J’ai perdu la raison.

Elle nage dans une sphère, qui ne peut être démêlée. Quand je dis une sphère, je parle d’indépendance, de ponts coupés, d’une véritable brisure. C’est un sphinx, un long et sinueux sphinx, vainqueur du temps, sujet au vent et au sable.

Mais cette raison perdue, elle n’est pas dans les déserts, elle est dans la beauté et la laideur de la ville. Des caniveaux aux esplanades, des bâtiments modernes aux déchets qui leur collent à la base. Cette raison perdue est un sac en plastique, son héritier le plus noble, le plus sujet à la modernité.

Elle a besoin, cette raison qui nage, perdue ou pas, de bière et de ces nappes, de bonheur. Le bonheur dont elle a besoin, c’est la force granitique et sablonneuse d’une pensée tue, c’est la vérité du silence, la confiance dans les simples bruits citadins, la beauté de ce mécanisme qui se déroule, recherché, affiné par le nombre de passants et de passantes qui lentement, se sont accumulés dans cette même raison, et lui ont fait un logis.

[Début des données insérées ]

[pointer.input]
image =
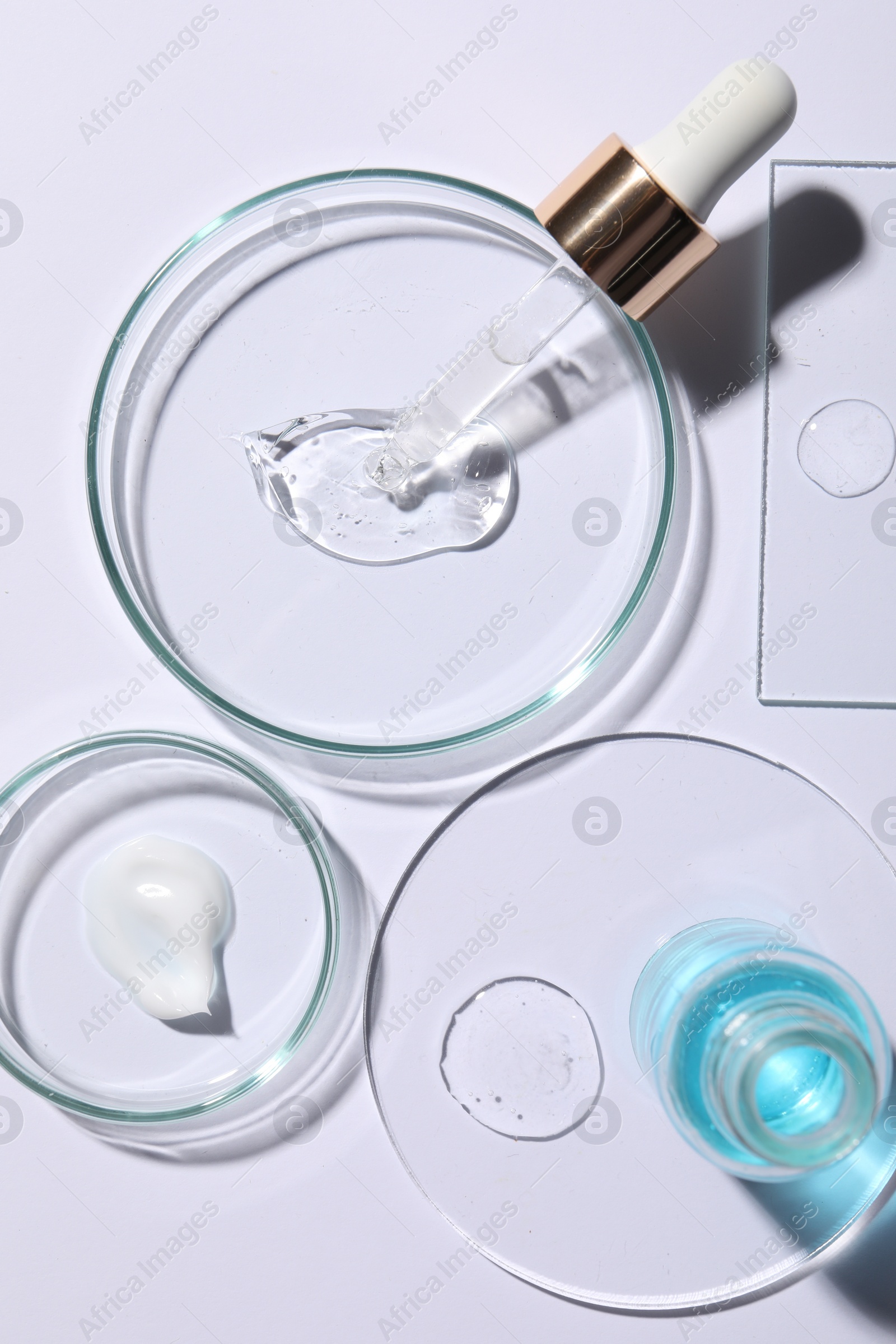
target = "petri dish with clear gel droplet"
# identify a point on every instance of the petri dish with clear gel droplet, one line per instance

Cela est sûrement banal, car cela ne recèle pas l’exacte présence, l’exact bruit ou l’exactitude de n’importe quel autre sens qui en fin de compte sont la seule chose qui a pu nous constituer. Ce n’est là qu’un échafaudage abstrait, muni de quelques adjectifs qui désignent bien peu cette exactitude.

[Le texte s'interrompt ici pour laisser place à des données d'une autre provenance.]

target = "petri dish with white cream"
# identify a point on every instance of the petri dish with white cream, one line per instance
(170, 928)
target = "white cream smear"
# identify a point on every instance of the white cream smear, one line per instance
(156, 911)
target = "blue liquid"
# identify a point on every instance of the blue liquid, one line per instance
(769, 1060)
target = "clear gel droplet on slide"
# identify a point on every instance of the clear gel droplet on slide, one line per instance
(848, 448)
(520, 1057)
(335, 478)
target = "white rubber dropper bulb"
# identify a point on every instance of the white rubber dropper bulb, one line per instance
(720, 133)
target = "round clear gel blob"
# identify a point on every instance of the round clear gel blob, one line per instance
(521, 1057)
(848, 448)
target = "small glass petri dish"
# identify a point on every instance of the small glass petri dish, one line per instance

Mais le temps s’est fait, l’expérience a mué, et je vous laisse le choix de faire d’un tableau résigné par la nuit, la fatigue et l’âge, le terrain, le tremplin d’une existence entière, débarrassée de toute gravité, peuplée de ce seul néant, ce seul logis qui est venu s’y nouer confortablement, comme un chien auprès de son maitre.

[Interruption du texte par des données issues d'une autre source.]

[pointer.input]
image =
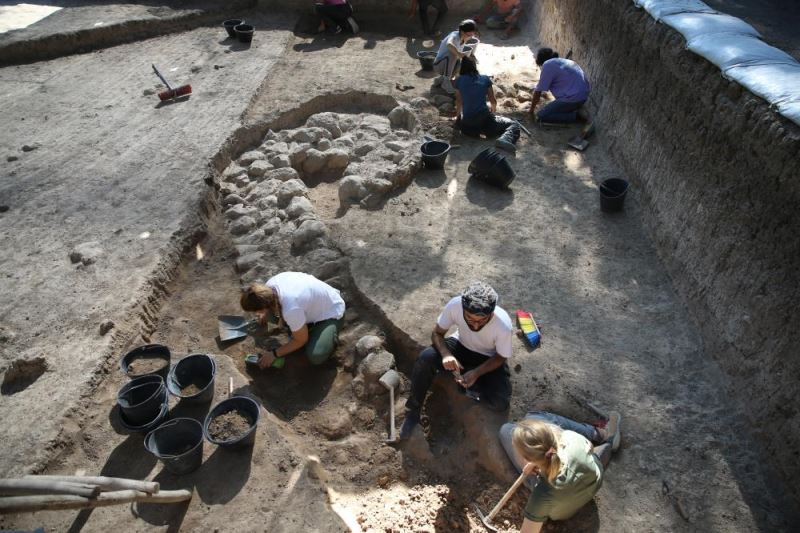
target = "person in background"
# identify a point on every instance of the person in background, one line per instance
(569, 457)
(566, 80)
(312, 309)
(474, 117)
(502, 15)
(441, 9)
(337, 16)
(451, 50)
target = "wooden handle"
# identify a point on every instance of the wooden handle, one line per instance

Fragment sur l’éternel retour

juin 21st, 2014 § 3 comments § permalink

 

Je résume : le monde est né du chaos et s’achemine vers le chaos, c’est une loi généalogique. Seulement ce chaos se vainc par lui-même, triomphe de lui-même puisqu’il se régénère par lui-même.
Je suis convaincu que ceux qui ont le trône de l’intelligence, chez les décadents, connaissent tout à fait ces lois dont ils sont les acteurs, que la part de néant qu’ils acheminent vers l’avenir est parfaitement assimilée. Quelle conscience proprement voluptueuse de se savoir l’acteur du néant, de la fin, tout en étant au sommet de la jubilation et sans être épargné d’une certaine morale : celle que les lois sont ainsi faites et que les forces de la naissance survivront à la fin prochaine.

A une économiste

mai 23rd, 2014 § 0 comments § permalink

 

Vous êtes une patricienne madame, vous ne faites que soliloquer autour du superflu qui trône au-dessus de la tête des gens.
Vous ne savez rien du monde extérieur, mais tout des émanations de votre cerveau qui agitent votre langue.
Vous balbutiez accolée à la bouche du néant et réclamez votre dû : cent fois le salaire des pauvres gens !
Ceux-là qui trinquent et oeuvrent, vous puisez leur labeur du fond de votre imaginaire abstrait et y faites fortune.
Et ce sans vous y frotter, mais simplement en esquissant des portraits de groupes évasifs. Vous êtes une gamine qui trace des hiéroglyphes sur la buée des vitres.

mai 23rd, 2014 § 0 comments § permalink

 

Vous n’assisterez pas, monsieur les rêveurs, à cette sorte de monde hybride qui nous survivra. L’homme périra par lui-même et aucun processus naturel ne fera de lui un dragon ailé supérieur.
Il faudra attendre que le premier singe veuille se lever sur ses deux pattes pour que la même comédie recommence.
Ce n’est qu’isolément dans votre imaginaire enfantin qu’un peuple surnaturel succédera à cette crispation spirituelle que nous connaissons.